Social Network Analysis

Worksheet 8: Conditional Uniform Graph Distributions

Author

Termeh Shafie

Introduction

In this session, we will be using conditional uniform graph distributions to simulate random networks. These random networks correspond to the null model and generate the null distribution to which we can compare our observed features to. Thus, we can conclude whether or not an observed feature of interested is significantly different than those from the null model. Most of the examples here are those presented in the lecture.

Packages needed

library(statnet)
library(igraph)
library(ggraph)
library(intergraph)
library(patchwork)
library(networkdata)

Object types

We will be primarily be working with matrix, network and graph objects. It is important that you can understand and pay attention to these since some functions only work with graph objects, and others with network/matrix objects. We try to keep it clear here by using suffix g, net and mat to clarify object assignment.

The Coleman Data

Load a dataset and extract adjacency matrix

We are going to use a data set, coleman, which is automatically loaded with the package statnet. To get information about it type ?coleman and select Colemans High School Friendship Data. This should open a help file with information about the data set. Read the description of the data in the help file in order to know what you are working with. To load the data in your session:

data(coleman, package = "sna")

As described in the help file, the data set is an array with 2 observations on the friendship nominations of 73 students (one for fall and one for spring). We will start by focusing on the fall network here, and create the adjacency matrix for the network:

fall_mat <- coleman[1,,] 

Q1: How can you check whether the network is directed or undirected?
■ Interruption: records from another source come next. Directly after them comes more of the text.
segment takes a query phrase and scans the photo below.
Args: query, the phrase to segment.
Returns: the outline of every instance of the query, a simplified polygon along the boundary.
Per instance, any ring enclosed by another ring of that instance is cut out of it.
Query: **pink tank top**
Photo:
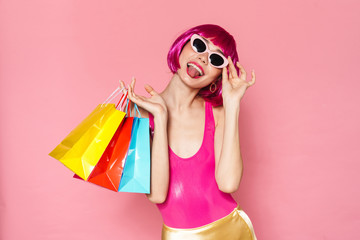
[[[154,130],[153,116],[149,114]],[[169,146],[170,182],[166,201],[157,204],[164,224],[195,228],[228,215],[237,206],[231,194],[219,190],[215,180],[215,121],[211,103],[205,102],[205,129],[200,149],[189,158],[177,156]]]

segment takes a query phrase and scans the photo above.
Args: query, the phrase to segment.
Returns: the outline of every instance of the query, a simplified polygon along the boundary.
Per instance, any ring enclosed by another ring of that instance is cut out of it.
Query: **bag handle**
[[[134,116],[135,116],[135,110],[137,111],[138,116],[141,118],[141,114],[140,114],[139,108],[136,103],[134,103]]]
[[[128,111],[129,111],[129,99],[126,99],[126,106],[125,106],[125,114],[126,114],[126,116],[128,116]]]
[[[125,100],[127,99],[128,91],[126,91],[126,94],[123,94],[119,100],[119,102],[116,104],[116,109],[120,105],[120,110],[124,108]],[[121,103],[121,104],[120,104]]]
[[[113,91],[113,93],[101,104],[101,106],[103,106],[104,104],[109,103],[111,100],[113,100],[117,95],[119,95],[122,91],[124,90],[124,88],[117,87],[115,89],[115,91]]]
[[[126,101],[126,107],[125,107],[125,113],[126,113],[126,115],[128,115],[128,117],[131,117],[131,108],[130,108],[130,104],[129,104],[129,102],[130,102],[130,100],[129,99],[127,99],[127,101]],[[134,117],[136,117],[135,115],[136,115],[136,112],[138,113],[138,117],[140,117],[141,118],[141,113],[140,113],[140,111],[139,111],[139,108],[138,108],[138,106],[137,106],[137,104],[136,103],[134,103],[134,102],[132,102],[133,104],[134,104]],[[128,114],[128,111],[129,111],[129,114]]]

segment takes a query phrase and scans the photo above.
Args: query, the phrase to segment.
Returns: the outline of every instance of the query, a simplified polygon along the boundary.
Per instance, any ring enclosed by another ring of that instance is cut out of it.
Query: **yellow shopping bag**
[[[98,105],[49,155],[87,180],[124,117],[115,104]]]

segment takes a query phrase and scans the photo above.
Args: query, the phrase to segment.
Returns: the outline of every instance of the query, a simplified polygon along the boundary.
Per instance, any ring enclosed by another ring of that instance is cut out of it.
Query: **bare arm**
[[[169,153],[167,139],[167,115],[154,116],[154,136],[151,146],[151,202],[166,200],[169,187]]]
[[[215,132],[217,156],[215,178],[223,192],[235,192],[243,173],[239,141],[240,107],[222,108]]]
[[[167,108],[162,97],[151,86],[145,86],[146,91],[151,95],[150,98],[136,95],[134,87],[135,79],[132,80],[128,89],[129,99],[136,103],[142,112],[146,110],[154,116],[154,136],[151,143],[151,185],[150,194],[146,194],[146,196],[153,203],[162,203],[166,200],[169,187]]]
[[[239,112],[240,100],[246,89],[255,83],[255,72],[252,72],[252,80],[246,81],[245,69],[240,68],[241,76],[238,76],[235,66],[229,57],[229,75],[227,68],[223,69],[223,109],[219,114],[216,130],[216,149],[220,156],[216,160],[215,178],[218,187],[223,192],[235,192],[240,185],[243,173],[243,161],[240,152],[239,140]],[[220,140],[219,140],[220,139]],[[219,150],[220,149],[220,150]]]

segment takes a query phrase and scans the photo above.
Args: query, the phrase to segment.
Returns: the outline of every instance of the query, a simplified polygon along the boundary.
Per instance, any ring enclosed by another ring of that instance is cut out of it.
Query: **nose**
[[[203,63],[207,64],[207,63],[208,63],[208,59],[209,59],[209,53],[207,53],[207,52],[199,53],[199,59],[200,59]]]

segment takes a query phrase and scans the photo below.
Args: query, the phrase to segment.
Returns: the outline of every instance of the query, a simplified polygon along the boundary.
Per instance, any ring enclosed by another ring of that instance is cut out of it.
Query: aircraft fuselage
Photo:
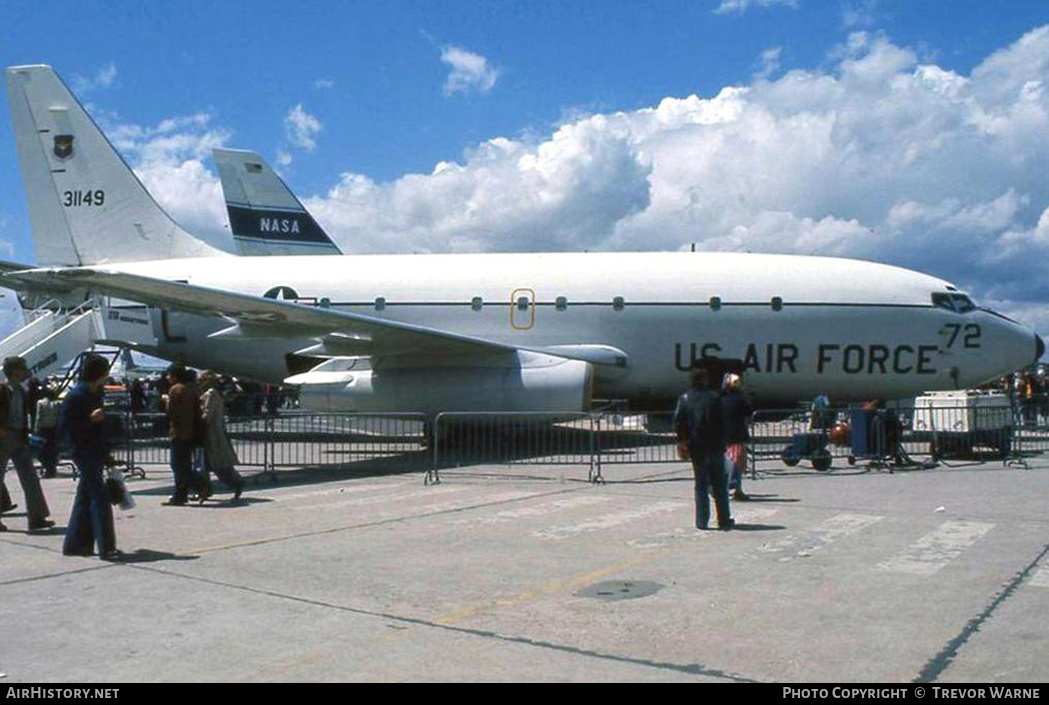
[[[1032,331],[934,304],[948,282],[857,260],[736,253],[241,257],[100,265],[279,296],[501,343],[611,346],[595,396],[662,403],[703,357],[735,359],[749,393],[893,399],[974,386],[1033,363]],[[209,338],[229,325],[152,313],[156,354],[256,379],[289,376],[309,338]],[[145,347],[145,346],[142,346]],[[404,364],[426,365],[420,352]]]

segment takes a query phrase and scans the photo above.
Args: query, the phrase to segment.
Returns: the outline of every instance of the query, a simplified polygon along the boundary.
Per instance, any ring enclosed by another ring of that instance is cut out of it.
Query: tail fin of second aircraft
[[[224,254],[161,209],[50,66],[6,74],[40,264]]]
[[[213,153],[240,254],[342,254],[262,157],[239,149]]]

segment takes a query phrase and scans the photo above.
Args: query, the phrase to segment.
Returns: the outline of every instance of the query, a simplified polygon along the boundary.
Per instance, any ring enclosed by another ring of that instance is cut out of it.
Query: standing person
[[[200,398],[193,384],[193,375],[180,363],[168,367],[168,437],[171,439],[171,470],[175,476],[175,494],[165,504],[180,507],[189,499],[193,488],[201,499],[211,492],[193,472],[195,429],[200,414]]]
[[[240,499],[244,478],[234,466],[240,462],[233,444],[226,435],[226,404],[219,390],[219,376],[211,370],[200,373],[200,409],[204,418],[204,465],[233,490],[233,499]]]
[[[270,416],[277,415],[277,408],[280,406],[280,387],[275,384],[266,385],[266,413]]]
[[[40,380],[30,375],[25,383],[25,404],[29,412],[29,428],[36,428],[36,403],[44,396]]]
[[[732,469],[728,478],[728,489],[733,490],[732,499],[746,501],[750,495],[743,491],[743,466],[747,462],[747,421],[750,419],[750,404],[743,398],[743,380],[739,375],[725,375],[725,392],[721,395],[721,406],[725,413],[725,459]]]
[[[36,422],[33,433],[44,439],[40,449],[40,464],[44,466],[44,477],[58,477],[58,417],[62,404],[53,387],[46,387],[36,403]]]
[[[66,395],[59,418],[59,436],[69,434],[73,444],[73,462],[80,480],[77,483],[73,511],[66,526],[62,553],[67,556],[92,555],[92,542],[104,561],[118,560],[113,507],[106,491],[105,465],[109,457],[106,445],[106,414],[102,386],[109,374],[109,361],[101,355],[89,355],[80,368],[80,383]]]
[[[725,481],[725,420],[721,396],[712,383],[709,369],[692,371],[692,387],[678,398],[674,427],[678,443],[686,446],[692,460],[696,492],[696,528],[710,523],[710,489],[718,511],[718,528],[728,531],[736,522],[729,515],[728,483]]]
[[[132,380],[128,396],[131,399],[132,414],[141,414],[146,410],[146,388],[143,386],[142,380]]]
[[[18,472],[18,481],[25,495],[29,530],[49,529],[55,522],[48,518],[51,510],[40,488],[40,478],[33,469],[33,457],[27,443],[29,408],[22,382],[29,376],[29,368],[24,359],[9,357],[4,360],[4,375],[7,379],[0,384],[0,482],[7,472],[7,461],[10,460]],[[0,525],[0,531],[5,530]]]

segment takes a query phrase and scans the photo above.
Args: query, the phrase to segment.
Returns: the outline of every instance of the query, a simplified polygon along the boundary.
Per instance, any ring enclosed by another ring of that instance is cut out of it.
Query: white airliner
[[[49,67],[9,68],[7,85],[44,268],[9,265],[5,281],[148,306],[141,337],[111,342],[287,380],[313,408],[662,408],[704,357],[744,368],[758,402],[895,399],[977,385],[1044,352],[948,282],[848,259],[230,256],[164,213]]]

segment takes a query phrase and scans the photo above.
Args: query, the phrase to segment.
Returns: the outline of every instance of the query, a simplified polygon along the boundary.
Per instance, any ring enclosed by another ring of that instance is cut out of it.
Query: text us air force
[[[799,369],[814,367],[817,374],[934,375],[939,349],[937,345],[909,343],[749,343],[737,357],[736,351],[723,350],[718,343],[675,343],[674,363],[683,372],[704,358],[718,357],[742,359],[747,372],[798,374]]]

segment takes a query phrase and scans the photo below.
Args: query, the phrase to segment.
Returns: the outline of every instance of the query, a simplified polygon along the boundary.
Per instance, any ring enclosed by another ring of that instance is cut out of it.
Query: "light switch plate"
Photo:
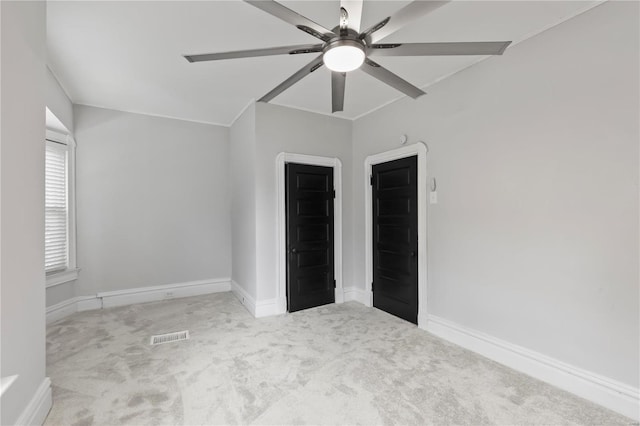
[[[438,193],[436,191],[429,193],[429,204],[438,204]]]

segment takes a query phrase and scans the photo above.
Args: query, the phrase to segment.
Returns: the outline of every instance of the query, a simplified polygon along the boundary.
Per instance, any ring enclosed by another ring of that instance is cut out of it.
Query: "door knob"
[[[296,248],[292,248],[291,249],[291,253],[296,254],[298,252],[298,250]]]
[[[411,252],[411,257],[416,257],[416,254],[417,254],[417,253],[416,253],[415,251],[412,251],[412,252]]]

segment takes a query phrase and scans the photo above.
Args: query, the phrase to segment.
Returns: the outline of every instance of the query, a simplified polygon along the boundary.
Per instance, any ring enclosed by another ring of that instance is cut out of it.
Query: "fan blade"
[[[203,53],[184,55],[189,62],[218,61],[221,59],[253,58],[271,55],[298,55],[301,53],[322,52],[322,44],[300,44],[297,46],[269,47],[266,49],[237,50],[235,52]]]
[[[263,10],[276,18],[280,18],[289,24],[295,25],[299,30],[304,31],[314,37],[319,38],[322,41],[329,41],[336,34],[326,29],[320,24],[313,22],[311,19],[300,15],[297,12],[281,5],[274,0],[244,0],[252,6]]]
[[[331,112],[343,111],[344,84],[346,81],[346,72],[331,72]]]
[[[388,43],[370,46],[371,56],[502,55],[510,41]]]
[[[340,7],[347,11],[347,27],[360,32],[363,0],[341,0]]]
[[[318,68],[323,65],[322,55],[316,57],[313,61],[309,62],[304,67],[300,68],[293,74],[291,77],[280,83],[275,89],[258,99],[258,102],[269,102],[271,99],[278,96],[280,93],[287,90],[289,87],[296,84],[298,81],[302,80],[304,77],[308,76]]]
[[[376,43],[383,38],[395,33],[413,20],[416,20],[437,8],[444,6],[451,0],[445,1],[425,1],[415,0],[388,18],[383,19],[367,31],[360,34],[360,39],[371,37],[370,43]]]
[[[413,99],[416,99],[425,94],[425,92],[423,92],[421,89],[398,77],[388,69],[381,67],[372,60],[365,59],[364,63],[366,66],[360,67],[362,71],[366,72],[371,77],[375,77],[381,82],[388,84],[394,89],[401,91],[405,95],[411,96]]]

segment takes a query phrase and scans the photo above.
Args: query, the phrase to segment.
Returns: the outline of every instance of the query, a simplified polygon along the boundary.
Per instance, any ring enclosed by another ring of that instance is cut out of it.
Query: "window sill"
[[[66,271],[56,272],[55,274],[47,275],[46,287],[54,287],[56,285],[68,283],[69,281],[78,279],[78,271],[80,269],[67,269]]]

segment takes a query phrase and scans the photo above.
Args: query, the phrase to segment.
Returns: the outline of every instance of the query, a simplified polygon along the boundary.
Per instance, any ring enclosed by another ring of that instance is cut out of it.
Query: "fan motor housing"
[[[365,51],[364,42],[359,38],[353,36],[341,36],[329,40],[322,48],[322,52],[327,53],[329,50],[340,46],[352,46],[362,50],[363,52]]]

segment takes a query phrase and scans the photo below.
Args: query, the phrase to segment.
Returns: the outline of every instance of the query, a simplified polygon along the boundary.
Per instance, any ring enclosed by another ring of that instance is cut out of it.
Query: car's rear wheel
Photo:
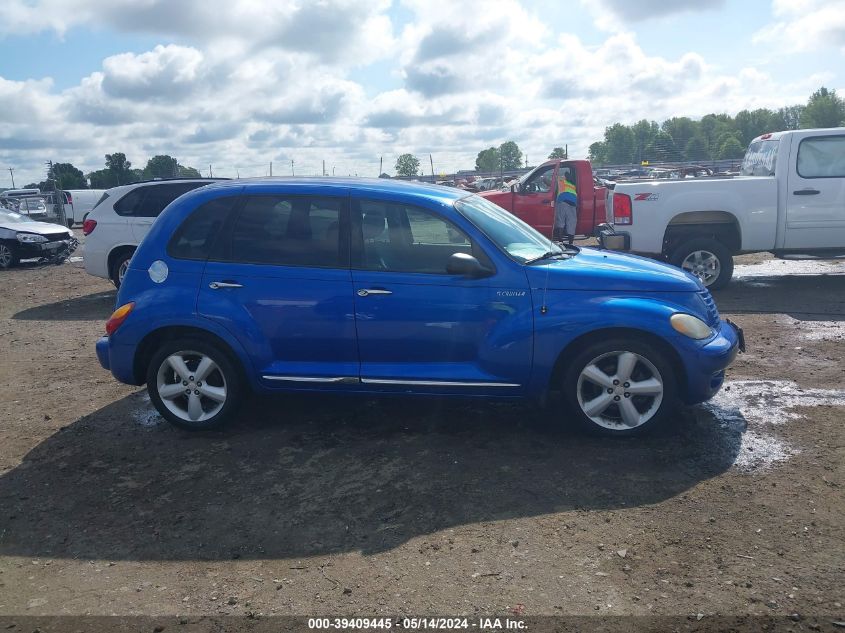
[[[728,247],[707,237],[679,245],[669,255],[669,263],[692,273],[710,290],[726,286],[734,272],[734,260]]]
[[[564,394],[578,424],[603,435],[638,435],[665,423],[677,409],[668,359],[636,339],[594,343],[564,378]]]
[[[230,422],[240,406],[241,384],[229,356],[198,339],[166,342],[147,368],[150,400],[168,422],[189,431]]]
[[[123,278],[126,276],[126,271],[129,270],[129,260],[135,251],[124,251],[114,258],[111,265],[109,277],[115,288],[120,288],[123,284]]]
[[[11,244],[0,242],[0,268],[11,268],[18,264],[18,254]]]

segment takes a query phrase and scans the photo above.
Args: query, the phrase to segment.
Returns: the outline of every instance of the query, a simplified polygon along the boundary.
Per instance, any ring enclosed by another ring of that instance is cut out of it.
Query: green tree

Q2: How can you calculate the number of ties you have in the fall network?

Visualize the network

Create a graph object from the adjacency matrix and visualize the network:

fall_g <- graph_from_adjacency_matrix(fall_mat, "directed")
fall_p <- ggraph(fall_g , layout = "nicely") + 
          geom_edge_link(edge_colour = "#666060", end_cap = circle(9,"pt"), 
                         n = 2, edge_width = 0.4, edge_alpha = 1, 
                         arrow = arrow(angle = 15, 
                         length = unit(0.1, "inches"), 
                         ends = "last", type = "closed"))  +
            geom_node_point(fill = "#525252",colour = "#FFFFFF", 
                           size = 5, stroke = 1.1, shape = 21) + 
            theme_graph() + 
          ggtitle("fall friendship network") +
            theme(legend.position = "none")
fall_p

Uniform graph distribution given expected density: \({\cal{U}}|E(L)\)

Calculate the density of the Coleman fall network. Density is given as the number of present ties divided by the total number of possible ties in the network. We can use the adjacency matrix to calculate this

sum(fall_mat)/(dim(fall_mat)[1]*(dim(fall_mat)[1]-1))
[1] 0.04623288

but we can also use the graph object and call a function from igraph

edge_density(fall_g)
[1] 0.04623288

To generate one random graph with the same density on average as the observed fall network, we write:

sim1_mat <- rgraph(n = dim(fall_mat)[1], m = 1, 
                 tprob = edge_density(fall_g), mode = "digraph")
sim1_g <- graph_from_adjacency_matrix(sim1_mat, "directed")

Make sure you understand all arguments included. The random network and the observed network may not have the exact same number of edges but stochastically, it has the same density:

sum(sim1_mat)
[1] 267
sum(fall_mat)
[1] 243

Now we can plot the random network we generated next to the observed one to compare them:

sim1_p <- ggraph(sim1_g, layout = "nicely") + 
  geom_edge_link(edge_colour = "#666060", 
                 end_cap = circle(9,"pt"), n = 2, 
                 edge_width = 0.4, edge_alpha = 1, 
                 arrow = arrow(angle = 15,
                               length = unit(0.1, "inches"), 
                               ends = "last", type = "closed"))  +
  geom_node_point(fill = "#525252", colour = "#FFFFFF", 
                  size = 5, stroke = 1.1, shape = 21) + 
  theme_graph() + 
  ggtitle("random network") +
  theme(legend.position = "none")
fall_p + sim1_p # 'patchwork' required for this